Passage of the N7.3trillion 2017 budget, 11 priority economic reform bills as well as screening and confirmation of Walter Onnoghen as substantive Chief Justice of Nigeria (CJN) will top the agenda, as Senate resumes plenary on Tuesday.
Also on the agenda is the reading of President Muhammadu Buhari’s second letter extending his vacation indefinitely. Recall that the upper legislative chamber had suspended plenary on January 19, 2017 to enable Ministries, Departments and Agencies (MDAs) defend their budgets before the respective sub-committees.
President Buhari had submitted the appropriation bill to a joint session of the National Assembly on December 14, 2017. Before embarking on the break, the Senate approved the adoption of N305/US Dollar exchange rate, $44.5 per barrel as oil benchmark price and 2.2 million oil production per day as the 2017 Medium Term Expenditure Framework (MTEF) and Fiscal Strategy Paper (FSP).
During the break, the National Assembly also organised the first ever public hearing on the budget, with over 44 interventions from government officials, civil society organisations as well as professional bodies.
Although Senate President Bukola Saraki had assured on a television programme that the budget would be passed three weeks after resumption from the break, analysts say this may not be feasible since budget defence is still ongoing.
For instance, the Independent National Electoral Commission (INEC), Nigerian Navy and Nigerian Immigration Service and a host of other parastatals are yet to defend their budget. Questions have been raised over the quality of budget defence this year, as most sub-committees gave a nod to the submissions of MDAs without thorough scrutiny, while others concealed their budget defence sessions from the media for fear of backlash.
It was also gathered that sub-committees are yet to submit their report to the Appropriations Committee, which will in turn scrutinise the documents and present its report to the Senate for consideration and passage.
At the maiden public hearing on the budget, Saraki assured that the National Assembly would pass the 11 priority economic reform bills alongside the 2017 budget. The reforms which will help create 7.5million jobs and reduce poverty by 16.4 percent, is projected to add an average of N3.76 trillion to national incomes.

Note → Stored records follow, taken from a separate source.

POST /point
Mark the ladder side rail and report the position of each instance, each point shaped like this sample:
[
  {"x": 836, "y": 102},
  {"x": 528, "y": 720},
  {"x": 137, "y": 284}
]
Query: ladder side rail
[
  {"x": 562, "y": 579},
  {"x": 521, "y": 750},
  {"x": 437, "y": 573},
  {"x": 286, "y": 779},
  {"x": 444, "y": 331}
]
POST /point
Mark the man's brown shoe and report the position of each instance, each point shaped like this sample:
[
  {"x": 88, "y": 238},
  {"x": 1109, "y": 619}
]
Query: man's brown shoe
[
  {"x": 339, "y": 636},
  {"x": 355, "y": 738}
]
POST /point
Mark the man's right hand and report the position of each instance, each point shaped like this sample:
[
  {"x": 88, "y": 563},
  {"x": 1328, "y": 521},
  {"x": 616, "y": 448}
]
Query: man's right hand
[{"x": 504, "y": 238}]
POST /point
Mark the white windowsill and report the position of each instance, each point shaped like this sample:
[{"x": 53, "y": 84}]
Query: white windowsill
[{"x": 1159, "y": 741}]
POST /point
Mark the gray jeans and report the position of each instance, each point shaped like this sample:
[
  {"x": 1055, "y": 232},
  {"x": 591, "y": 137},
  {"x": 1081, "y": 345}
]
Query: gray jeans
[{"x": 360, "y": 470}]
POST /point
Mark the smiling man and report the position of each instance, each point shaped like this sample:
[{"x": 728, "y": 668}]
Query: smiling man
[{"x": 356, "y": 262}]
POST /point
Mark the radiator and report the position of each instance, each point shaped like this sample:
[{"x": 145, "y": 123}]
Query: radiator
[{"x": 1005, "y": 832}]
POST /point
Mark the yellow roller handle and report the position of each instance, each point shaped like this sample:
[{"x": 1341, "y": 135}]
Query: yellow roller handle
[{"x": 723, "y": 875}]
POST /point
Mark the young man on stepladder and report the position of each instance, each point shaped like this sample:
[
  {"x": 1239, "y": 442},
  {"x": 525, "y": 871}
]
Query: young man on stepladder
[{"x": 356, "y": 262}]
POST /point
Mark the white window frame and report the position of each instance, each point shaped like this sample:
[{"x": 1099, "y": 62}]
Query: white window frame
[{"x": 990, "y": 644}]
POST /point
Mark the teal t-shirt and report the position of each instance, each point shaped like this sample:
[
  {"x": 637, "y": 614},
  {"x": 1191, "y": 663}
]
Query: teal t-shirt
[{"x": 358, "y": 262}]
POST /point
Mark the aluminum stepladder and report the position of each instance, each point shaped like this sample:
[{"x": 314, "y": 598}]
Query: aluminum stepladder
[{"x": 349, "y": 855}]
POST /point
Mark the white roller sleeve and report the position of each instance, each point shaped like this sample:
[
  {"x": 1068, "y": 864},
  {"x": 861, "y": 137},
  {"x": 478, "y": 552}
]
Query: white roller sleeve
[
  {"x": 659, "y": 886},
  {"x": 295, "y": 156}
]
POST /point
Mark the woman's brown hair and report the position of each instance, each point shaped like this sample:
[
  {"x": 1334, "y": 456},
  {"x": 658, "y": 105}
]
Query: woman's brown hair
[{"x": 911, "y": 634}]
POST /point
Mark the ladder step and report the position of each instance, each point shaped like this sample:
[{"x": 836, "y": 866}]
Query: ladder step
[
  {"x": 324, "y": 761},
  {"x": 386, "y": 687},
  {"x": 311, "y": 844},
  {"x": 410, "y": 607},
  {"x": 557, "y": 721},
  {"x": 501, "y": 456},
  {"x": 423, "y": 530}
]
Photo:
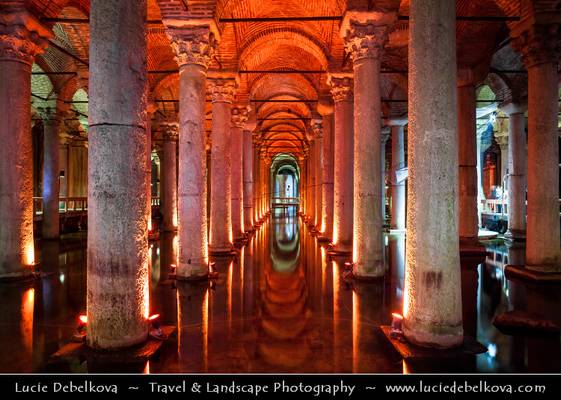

Some of the economic bills include: National Transport Commission bill, Petroleum Industry Governance Bill, National Road Fund Bill, National Road Authority Bill, National Inland Waterways Bill, Nigerian Ports and Harbours Authority Bill, Infrastructure Development Commission Bill, Federal Competition Bill, Customs and Excise Reform
Bill and Consumer Protection Bill.
They will ease the investment climate in critical sectors of the economy and improve Nigeria’s position in the World Bank Ease of Doing Business ranking.
Nigeria ranks 169 out of 189 countries in the overall World Bank’s Doing Business 2017 ranking report.
Similarly, the Ad-hoc Committee on the Mounting Humanitarian Crisis in the North East will submit it final report when the upper legislative chamber resumes plenary.
On December 13, the Senate had asked President Buhari to suspend and ensure prosecution of the Secretary to the Government of the Federation, Babachir Lawal, over alleged breach of Nigeria’s law in handling contracts awarded by the Presidential Initiative for the North East (PINE).
Lawal’s company, Global Vision Ltd., is one of the companies indicted by the committee for allegedly benefiting from inflated and phantom contracts. The firm was said to have been awarded over N200 million contract to clear ‘invasive plant specie’ in Yobe State.
But in a letter to the Senate President last month, Buhari explained that he would not prosecute the SGF because the document is an interim report and that the committee did not form a quorum before signing the report.
Speaking at the weekend, Chairman, Senate Committee on Power, Enyinnaya Abaribe said: “Part of what the president said in the letter was that that report was an interim report. And we now asked the committee to bring the full report. And so when the full report comes we will debate that full report and come out with further resolutions on the matter”.